Most common transition patterns

Without “Undetermined,” “Completed,” or “Other”

Uncommon patterns

Reporting results

The values at which we fix covariates matter for the translation of coefficients to hazards; it is not just an intercept shift like linear regression. Consider this simple example:

\(\lambda_t = \lambda_0*e^{(x_1*\beta_1 + x_2*beta_2)}.\)

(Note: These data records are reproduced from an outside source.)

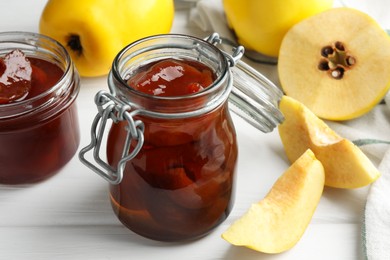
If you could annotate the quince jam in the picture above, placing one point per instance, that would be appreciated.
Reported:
(180, 185)
(38, 130)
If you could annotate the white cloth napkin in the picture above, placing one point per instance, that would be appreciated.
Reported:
(369, 131)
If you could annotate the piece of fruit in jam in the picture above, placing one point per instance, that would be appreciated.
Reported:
(172, 77)
(15, 79)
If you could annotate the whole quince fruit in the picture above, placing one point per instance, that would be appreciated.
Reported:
(94, 31)
(260, 25)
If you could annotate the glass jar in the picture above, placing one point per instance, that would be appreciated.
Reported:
(39, 135)
(172, 160)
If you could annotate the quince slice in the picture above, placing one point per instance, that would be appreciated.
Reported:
(336, 63)
(276, 223)
(346, 166)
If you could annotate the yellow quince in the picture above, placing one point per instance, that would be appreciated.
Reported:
(94, 31)
(260, 25)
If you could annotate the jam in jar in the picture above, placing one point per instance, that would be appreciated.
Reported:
(39, 130)
(171, 148)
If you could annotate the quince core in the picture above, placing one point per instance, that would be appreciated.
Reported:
(346, 166)
(336, 63)
(276, 223)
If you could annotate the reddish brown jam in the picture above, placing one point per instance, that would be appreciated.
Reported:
(180, 185)
(40, 142)
(172, 78)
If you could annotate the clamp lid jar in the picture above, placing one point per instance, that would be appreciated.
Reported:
(39, 132)
(171, 159)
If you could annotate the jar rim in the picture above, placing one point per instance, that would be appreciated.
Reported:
(36, 43)
(115, 71)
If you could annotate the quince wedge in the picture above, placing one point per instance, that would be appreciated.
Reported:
(276, 223)
(346, 166)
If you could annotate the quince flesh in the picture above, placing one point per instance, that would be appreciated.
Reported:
(346, 166)
(276, 223)
(336, 63)
(94, 31)
(261, 24)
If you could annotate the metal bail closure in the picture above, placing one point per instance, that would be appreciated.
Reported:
(254, 97)
(110, 107)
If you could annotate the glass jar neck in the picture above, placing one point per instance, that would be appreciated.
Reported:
(41, 47)
(181, 47)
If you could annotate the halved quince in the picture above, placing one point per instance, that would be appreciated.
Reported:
(346, 166)
(276, 223)
(336, 63)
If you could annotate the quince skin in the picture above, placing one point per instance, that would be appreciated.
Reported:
(276, 223)
(94, 31)
(346, 166)
(260, 25)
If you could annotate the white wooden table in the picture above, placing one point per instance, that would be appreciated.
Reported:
(69, 216)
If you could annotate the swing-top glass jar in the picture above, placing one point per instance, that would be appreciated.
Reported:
(39, 130)
(172, 146)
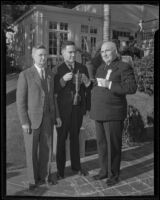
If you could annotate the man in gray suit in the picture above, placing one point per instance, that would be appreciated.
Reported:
(38, 112)
(115, 79)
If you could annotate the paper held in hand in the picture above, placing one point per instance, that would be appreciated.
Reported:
(101, 81)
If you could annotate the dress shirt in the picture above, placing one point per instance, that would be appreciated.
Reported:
(39, 71)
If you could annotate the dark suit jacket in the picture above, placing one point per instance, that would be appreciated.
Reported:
(111, 104)
(66, 93)
(30, 97)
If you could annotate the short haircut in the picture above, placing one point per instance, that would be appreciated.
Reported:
(67, 43)
(38, 46)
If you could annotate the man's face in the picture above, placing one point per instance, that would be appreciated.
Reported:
(69, 53)
(108, 52)
(40, 57)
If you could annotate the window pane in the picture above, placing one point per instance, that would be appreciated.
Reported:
(52, 25)
(84, 28)
(63, 26)
(52, 43)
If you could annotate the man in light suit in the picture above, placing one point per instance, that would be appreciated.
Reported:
(115, 79)
(38, 112)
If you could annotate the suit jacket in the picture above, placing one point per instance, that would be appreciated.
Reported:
(108, 105)
(66, 93)
(30, 97)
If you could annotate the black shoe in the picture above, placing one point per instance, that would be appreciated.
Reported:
(32, 187)
(42, 183)
(100, 176)
(52, 179)
(59, 176)
(81, 172)
(112, 181)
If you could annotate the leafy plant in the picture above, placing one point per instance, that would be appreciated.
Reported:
(144, 71)
(133, 126)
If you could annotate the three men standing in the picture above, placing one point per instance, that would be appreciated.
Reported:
(38, 111)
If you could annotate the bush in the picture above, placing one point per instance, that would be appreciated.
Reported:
(134, 130)
(144, 72)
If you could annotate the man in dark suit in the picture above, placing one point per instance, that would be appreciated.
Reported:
(114, 79)
(72, 107)
(38, 112)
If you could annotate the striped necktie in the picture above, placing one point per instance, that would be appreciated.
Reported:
(42, 74)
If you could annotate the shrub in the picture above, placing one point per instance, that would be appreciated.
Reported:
(144, 72)
(134, 130)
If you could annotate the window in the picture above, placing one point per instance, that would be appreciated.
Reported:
(116, 34)
(63, 37)
(64, 26)
(93, 30)
(52, 43)
(58, 32)
(84, 29)
(52, 25)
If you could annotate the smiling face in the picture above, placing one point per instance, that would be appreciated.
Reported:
(108, 52)
(39, 57)
(69, 53)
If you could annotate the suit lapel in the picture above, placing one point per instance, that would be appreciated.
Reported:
(114, 65)
(36, 76)
(48, 78)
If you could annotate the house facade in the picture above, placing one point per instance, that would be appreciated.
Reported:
(52, 25)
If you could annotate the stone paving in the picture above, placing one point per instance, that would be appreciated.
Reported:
(136, 178)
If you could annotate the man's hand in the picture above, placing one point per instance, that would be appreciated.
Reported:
(85, 80)
(68, 76)
(103, 83)
(26, 128)
(58, 122)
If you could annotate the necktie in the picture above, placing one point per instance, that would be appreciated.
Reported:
(70, 67)
(42, 74)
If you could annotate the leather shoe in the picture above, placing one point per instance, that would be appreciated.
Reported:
(59, 176)
(112, 180)
(81, 172)
(32, 187)
(42, 182)
(100, 176)
(52, 180)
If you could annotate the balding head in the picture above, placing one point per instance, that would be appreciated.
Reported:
(108, 52)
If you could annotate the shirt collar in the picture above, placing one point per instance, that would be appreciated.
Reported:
(39, 69)
(70, 64)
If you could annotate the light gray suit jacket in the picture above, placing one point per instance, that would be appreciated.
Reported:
(30, 97)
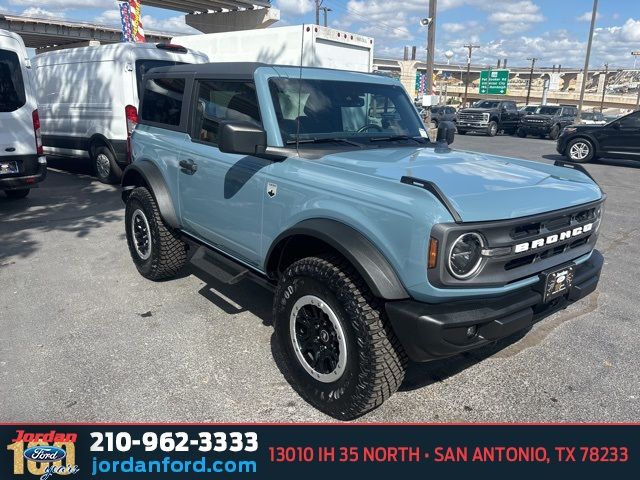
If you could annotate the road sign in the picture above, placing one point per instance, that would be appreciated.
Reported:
(494, 82)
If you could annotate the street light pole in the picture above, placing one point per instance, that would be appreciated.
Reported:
(604, 87)
(431, 42)
(469, 47)
(533, 64)
(585, 72)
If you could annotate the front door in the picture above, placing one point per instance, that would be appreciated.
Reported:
(221, 194)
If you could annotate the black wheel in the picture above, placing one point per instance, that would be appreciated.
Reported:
(341, 353)
(155, 248)
(105, 166)
(18, 193)
(580, 150)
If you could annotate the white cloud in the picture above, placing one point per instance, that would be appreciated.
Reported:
(295, 7)
(38, 12)
(64, 3)
(586, 16)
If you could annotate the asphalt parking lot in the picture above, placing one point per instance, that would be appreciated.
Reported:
(85, 338)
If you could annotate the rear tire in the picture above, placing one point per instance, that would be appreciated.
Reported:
(155, 248)
(105, 166)
(18, 193)
(340, 351)
(580, 150)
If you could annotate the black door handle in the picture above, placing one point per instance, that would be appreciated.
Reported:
(188, 166)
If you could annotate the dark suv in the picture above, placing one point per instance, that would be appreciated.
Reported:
(618, 139)
(548, 120)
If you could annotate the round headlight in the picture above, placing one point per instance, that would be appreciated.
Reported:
(465, 255)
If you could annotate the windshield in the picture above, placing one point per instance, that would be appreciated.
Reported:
(338, 109)
(547, 110)
(486, 104)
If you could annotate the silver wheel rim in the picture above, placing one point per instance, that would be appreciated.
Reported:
(103, 165)
(579, 151)
(141, 234)
(329, 333)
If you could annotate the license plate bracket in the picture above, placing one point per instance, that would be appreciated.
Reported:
(7, 168)
(557, 282)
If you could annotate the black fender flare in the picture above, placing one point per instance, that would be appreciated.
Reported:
(145, 173)
(370, 263)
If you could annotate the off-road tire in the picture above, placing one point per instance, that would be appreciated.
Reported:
(590, 156)
(18, 193)
(492, 128)
(376, 362)
(168, 252)
(114, 173)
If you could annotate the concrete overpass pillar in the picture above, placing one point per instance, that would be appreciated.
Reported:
(234, 20)
(408, 71)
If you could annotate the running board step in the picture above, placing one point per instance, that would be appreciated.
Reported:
(218, 266)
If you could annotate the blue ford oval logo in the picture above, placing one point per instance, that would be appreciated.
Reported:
(44, 454)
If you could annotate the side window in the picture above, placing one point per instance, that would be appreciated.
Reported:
(12, 94)
(162, 101)
(223, 101)
(630, 121)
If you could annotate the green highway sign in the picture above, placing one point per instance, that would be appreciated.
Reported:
(494, 82)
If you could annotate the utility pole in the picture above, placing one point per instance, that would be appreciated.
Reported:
(325, 11)
(604, 87)
(533, 64)
(469, 47)
(318, 5)
(585, 72)
(431, 43)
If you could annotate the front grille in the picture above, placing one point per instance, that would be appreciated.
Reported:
(544, 241)
(471, 116)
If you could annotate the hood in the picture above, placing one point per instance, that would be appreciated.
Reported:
(475, 110)
(537, 116)
(480, 187)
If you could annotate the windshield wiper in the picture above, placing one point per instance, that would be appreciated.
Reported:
(325, 140)
(393, 138)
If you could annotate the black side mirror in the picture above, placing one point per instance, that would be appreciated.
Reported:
(242, 138)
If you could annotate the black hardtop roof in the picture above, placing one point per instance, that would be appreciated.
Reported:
(219, 68)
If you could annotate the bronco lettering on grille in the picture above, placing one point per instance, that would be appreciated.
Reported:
(551, 239)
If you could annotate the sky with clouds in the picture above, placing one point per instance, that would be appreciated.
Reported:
(553, 30)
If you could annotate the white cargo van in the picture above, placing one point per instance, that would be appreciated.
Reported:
(22, 162)
(88, 99)
(321, 47)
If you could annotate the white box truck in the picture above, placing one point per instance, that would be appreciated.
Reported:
(88, 99)
(321, 47)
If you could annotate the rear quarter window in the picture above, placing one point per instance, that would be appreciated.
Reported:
(12, 95)
(163, 100)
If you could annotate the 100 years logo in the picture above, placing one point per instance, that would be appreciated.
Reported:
(45, 453)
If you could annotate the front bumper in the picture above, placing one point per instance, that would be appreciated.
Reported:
(32, 169)
(432, 331)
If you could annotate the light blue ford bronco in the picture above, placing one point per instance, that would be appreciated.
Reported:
(380, 246)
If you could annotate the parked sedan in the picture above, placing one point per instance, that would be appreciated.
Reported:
(617, 139)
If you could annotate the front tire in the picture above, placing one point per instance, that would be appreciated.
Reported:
(17, 194)
(155, 248)
(339, 349)
(580, 150)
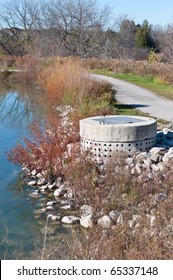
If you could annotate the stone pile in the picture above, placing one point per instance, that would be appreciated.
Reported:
(61, 205)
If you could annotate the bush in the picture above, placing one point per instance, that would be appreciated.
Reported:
(47, 149)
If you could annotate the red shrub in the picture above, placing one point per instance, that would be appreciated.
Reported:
(47, 150)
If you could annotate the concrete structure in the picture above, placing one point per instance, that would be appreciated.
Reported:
(106, 135)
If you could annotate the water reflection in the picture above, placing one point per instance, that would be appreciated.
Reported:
(20, 104)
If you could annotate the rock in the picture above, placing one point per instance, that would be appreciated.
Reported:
(131, 224)
(136, 218)
(120, 220)
(41, 181)
(48, 230)
(140, 157)
(68, 194)
(64, 202)
(34, 194)
(161, 166)
(152, 221)
(86, 210)
(114, 214)
(105, 222)
(51, 186)
(138, 169)
(70, 220)
(165, 159)
(39, 175)
(43, 189)
(25, 169)
(58, 192)
(165, 130)
(86, 221)
(155, 158)
(58, 182)
(32, 183)
(160, 197)
(147, 163)
(50, 208)
(65, 207)
(55, 217)
(34, 172)
(129, 160)
(40, 211)
(50, 203)
(156, 150)
(154, 168)
(169, 135)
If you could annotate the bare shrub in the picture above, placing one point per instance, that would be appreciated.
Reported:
(28, 67)
(47, 149)
(141, 68)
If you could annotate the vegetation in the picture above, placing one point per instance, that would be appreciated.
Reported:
(154, 84)
(78, 28)
(54, 45)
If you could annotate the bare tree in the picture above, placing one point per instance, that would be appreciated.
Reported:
(75, 26)
(18, 17)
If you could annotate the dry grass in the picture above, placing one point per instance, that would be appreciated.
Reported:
(119, 190)
(162, 71)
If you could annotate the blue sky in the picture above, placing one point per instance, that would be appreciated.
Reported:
(155, 11)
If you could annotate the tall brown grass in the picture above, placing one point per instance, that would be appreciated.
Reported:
(164, 71)
(62, 77)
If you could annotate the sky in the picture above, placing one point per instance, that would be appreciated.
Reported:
(157, 12)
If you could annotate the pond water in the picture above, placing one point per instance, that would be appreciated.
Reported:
(20, 231)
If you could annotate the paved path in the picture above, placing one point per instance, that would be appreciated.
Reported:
(140, 98)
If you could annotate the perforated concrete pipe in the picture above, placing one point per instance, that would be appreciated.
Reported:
(105, 135)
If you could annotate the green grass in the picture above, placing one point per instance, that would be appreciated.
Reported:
(147, 82)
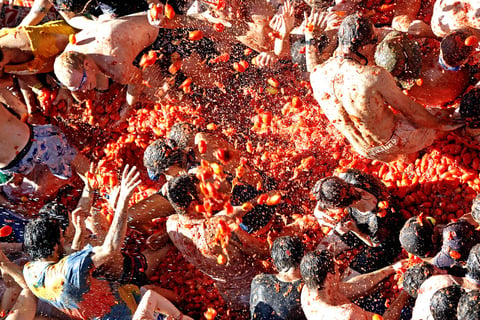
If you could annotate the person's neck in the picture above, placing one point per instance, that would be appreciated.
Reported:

Let \(\beta_1\) and \(beta_2 = 1\) and \(\lambda_0 = 1\)

If we fix \(x1\) at 1: \(\lambda_t = e^{(1 + x_2)} = e*e^{(x_2)}\)

If we fix x1 at 2: \(\lambda_t = e^{(2 + x_2)} = e^2*e^{(x_2)}\)

So, we need to think carefully about the covariate values at which we want to report effects.